= Delhi Statement =

1929 statement by Gandhi

The Delhi Statement was issued by Gandhi on 2 November 1929. It was issued when Simon Commission was touring India.

The Congress was passing through a phase of political inactivity. The Swarajists had joined the Legislative Council but did not achieve much. Gandhi was engaged in village upliftment programme. During the Madras Session in December 1927, young leaders like Jawahar Lal Nehru had proposed the resolution for complete independence which was however defeated and the action of Jawahar Lal was not appreciated by Gandhi. With such a background, Simon Commission was receiving strong protest from nationalist supporters. Irwin persuaded the Congress leadership to come to the Round Table Conference which Simon Commission was expected to propose after going back to London. Irwin, the Viceroy of India, had watched with great concern the unanimity of Indians in opposing the Simon Commission. There was opposition in London also against giving concessions to the Indians and it was debated in the Parliament. With this background, Gandhi issued the statement. It was, in a way, an attempt to find a middle path. In the statement, it was suggested, that in the coming Round Table Conference, the features of Dominion Status to India would be discussed, that there would be majority of Congress delegates in the Conference and there would be issues of general amnesty and conciliation. In this way, there were four main demands for the Commission.

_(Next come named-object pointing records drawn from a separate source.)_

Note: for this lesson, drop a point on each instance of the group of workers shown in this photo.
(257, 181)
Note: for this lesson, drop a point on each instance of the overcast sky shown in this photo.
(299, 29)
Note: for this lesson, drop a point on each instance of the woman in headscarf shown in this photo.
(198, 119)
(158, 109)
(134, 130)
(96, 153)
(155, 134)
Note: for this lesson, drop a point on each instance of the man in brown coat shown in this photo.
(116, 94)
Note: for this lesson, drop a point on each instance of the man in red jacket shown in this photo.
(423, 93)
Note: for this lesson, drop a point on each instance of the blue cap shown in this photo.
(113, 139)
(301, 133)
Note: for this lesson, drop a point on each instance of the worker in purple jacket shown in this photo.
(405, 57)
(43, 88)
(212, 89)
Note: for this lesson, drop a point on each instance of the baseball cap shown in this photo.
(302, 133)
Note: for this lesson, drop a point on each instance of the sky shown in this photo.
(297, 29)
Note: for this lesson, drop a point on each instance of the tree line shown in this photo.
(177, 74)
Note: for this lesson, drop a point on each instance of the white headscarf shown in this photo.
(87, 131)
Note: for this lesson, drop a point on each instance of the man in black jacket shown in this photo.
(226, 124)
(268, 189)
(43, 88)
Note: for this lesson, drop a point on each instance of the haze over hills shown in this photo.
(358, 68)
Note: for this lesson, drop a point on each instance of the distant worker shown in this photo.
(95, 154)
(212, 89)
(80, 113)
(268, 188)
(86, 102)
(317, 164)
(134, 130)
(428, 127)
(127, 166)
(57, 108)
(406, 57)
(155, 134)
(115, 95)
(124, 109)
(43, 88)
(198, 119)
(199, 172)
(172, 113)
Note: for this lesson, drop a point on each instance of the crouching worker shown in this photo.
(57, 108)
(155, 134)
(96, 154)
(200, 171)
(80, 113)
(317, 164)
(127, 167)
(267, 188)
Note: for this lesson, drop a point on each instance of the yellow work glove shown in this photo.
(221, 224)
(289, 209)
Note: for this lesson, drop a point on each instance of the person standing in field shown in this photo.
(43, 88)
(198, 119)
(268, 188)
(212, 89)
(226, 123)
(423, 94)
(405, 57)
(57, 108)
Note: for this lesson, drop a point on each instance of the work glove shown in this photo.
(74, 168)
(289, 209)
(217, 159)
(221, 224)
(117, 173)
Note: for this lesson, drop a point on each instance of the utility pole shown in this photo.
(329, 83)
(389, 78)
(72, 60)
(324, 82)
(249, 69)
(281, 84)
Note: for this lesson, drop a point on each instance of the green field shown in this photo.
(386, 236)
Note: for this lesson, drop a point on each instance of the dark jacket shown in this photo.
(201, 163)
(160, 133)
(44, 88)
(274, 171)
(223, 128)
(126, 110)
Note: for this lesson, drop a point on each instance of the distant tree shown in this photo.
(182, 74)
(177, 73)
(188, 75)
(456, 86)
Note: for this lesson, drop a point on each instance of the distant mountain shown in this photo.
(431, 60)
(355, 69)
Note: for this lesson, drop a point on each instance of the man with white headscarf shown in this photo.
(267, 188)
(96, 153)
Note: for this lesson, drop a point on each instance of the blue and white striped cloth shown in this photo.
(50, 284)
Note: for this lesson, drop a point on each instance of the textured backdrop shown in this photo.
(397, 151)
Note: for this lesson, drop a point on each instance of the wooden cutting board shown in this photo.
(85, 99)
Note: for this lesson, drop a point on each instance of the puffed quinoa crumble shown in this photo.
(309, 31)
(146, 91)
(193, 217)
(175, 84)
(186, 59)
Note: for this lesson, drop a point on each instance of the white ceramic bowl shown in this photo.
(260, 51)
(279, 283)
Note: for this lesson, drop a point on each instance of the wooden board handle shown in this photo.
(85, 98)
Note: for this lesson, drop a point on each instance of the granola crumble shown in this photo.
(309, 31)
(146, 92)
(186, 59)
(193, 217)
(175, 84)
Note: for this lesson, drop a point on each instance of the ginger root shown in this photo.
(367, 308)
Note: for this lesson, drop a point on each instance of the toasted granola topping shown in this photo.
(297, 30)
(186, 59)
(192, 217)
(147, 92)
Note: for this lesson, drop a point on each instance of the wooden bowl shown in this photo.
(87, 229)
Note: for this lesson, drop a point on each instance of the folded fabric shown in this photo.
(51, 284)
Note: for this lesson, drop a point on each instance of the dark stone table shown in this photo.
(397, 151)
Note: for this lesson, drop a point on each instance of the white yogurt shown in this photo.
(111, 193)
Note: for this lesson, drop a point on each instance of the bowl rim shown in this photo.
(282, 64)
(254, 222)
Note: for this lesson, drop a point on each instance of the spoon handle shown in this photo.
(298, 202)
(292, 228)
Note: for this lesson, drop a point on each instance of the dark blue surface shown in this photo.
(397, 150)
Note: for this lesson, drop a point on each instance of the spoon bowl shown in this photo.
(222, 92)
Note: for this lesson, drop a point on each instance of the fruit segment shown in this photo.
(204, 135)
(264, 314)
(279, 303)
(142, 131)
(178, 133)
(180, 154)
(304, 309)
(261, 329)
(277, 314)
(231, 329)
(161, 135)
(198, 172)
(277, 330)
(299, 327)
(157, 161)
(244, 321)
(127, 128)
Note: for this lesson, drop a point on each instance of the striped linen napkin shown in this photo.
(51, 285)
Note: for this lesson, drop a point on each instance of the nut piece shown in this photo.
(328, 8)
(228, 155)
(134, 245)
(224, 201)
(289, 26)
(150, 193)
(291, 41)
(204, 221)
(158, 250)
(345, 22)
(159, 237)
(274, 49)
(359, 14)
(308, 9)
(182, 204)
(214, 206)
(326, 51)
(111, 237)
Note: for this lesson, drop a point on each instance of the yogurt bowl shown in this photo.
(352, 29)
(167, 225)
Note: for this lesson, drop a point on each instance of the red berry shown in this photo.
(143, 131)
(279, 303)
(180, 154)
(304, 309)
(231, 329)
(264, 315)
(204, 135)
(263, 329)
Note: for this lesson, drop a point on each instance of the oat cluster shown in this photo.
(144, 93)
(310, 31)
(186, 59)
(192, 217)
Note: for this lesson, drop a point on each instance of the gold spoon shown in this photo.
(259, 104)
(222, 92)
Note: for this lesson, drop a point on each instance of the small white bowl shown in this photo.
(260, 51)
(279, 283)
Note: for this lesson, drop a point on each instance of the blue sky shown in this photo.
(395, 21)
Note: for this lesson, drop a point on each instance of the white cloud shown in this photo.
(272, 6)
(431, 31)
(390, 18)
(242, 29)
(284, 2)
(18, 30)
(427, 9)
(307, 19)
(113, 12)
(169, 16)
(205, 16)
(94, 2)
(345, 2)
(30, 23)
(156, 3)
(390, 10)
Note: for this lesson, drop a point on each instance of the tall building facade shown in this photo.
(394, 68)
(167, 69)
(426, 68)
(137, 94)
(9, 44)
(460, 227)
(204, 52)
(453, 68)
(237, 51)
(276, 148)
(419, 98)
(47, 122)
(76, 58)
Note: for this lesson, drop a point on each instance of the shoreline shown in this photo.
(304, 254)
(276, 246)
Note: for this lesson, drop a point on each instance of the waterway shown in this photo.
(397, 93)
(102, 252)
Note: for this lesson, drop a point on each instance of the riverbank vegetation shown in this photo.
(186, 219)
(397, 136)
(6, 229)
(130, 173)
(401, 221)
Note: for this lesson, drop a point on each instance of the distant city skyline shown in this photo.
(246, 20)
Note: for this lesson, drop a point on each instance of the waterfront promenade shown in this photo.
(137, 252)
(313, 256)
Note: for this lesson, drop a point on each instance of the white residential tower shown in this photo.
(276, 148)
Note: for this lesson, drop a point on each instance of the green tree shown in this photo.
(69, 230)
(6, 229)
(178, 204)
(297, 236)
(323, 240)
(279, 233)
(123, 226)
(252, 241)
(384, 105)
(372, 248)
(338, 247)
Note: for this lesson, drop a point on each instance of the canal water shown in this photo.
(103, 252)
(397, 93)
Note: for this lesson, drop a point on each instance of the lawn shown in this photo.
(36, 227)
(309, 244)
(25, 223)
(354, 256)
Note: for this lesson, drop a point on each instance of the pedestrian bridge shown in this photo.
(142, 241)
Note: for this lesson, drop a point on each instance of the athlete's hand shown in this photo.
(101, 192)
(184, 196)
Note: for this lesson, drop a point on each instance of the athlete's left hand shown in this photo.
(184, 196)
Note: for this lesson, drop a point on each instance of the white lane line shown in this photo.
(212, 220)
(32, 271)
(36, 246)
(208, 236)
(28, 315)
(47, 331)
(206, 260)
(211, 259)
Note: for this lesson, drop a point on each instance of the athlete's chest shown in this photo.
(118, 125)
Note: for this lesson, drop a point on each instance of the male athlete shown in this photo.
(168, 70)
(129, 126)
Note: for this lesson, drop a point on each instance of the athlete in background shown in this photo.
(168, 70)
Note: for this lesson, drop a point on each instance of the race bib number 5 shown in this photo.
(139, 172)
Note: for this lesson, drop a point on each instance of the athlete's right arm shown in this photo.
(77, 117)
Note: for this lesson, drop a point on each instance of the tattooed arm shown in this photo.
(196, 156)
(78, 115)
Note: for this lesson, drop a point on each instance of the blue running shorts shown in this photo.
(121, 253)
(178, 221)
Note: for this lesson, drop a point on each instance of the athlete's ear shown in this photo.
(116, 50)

Gandhi met Irwin on 23 November 1929 where Irwin, the Viceroy, rejected the offer given in Delhi Statement. In the meantime, Lala Lajpat Rai died because of Lathi Charge on 17 November 1928. Later, when Gandhi signed the Gandhi Irwin pact, all the four demands were avoided at that time. Under the pact, Gandhi had accepted to participate in the second Round Table Conference after holding back the Civil Disobedience Movement. It was read as a compromise by the supporters of Nationalist and especially by the Indian Capitalists who had started showing sign of fatigue during the Civil Disobedience Movement. It is considered as the cause of later withdrawal of Civil Disobedience Movement, which was finally withdrawn in April 1934.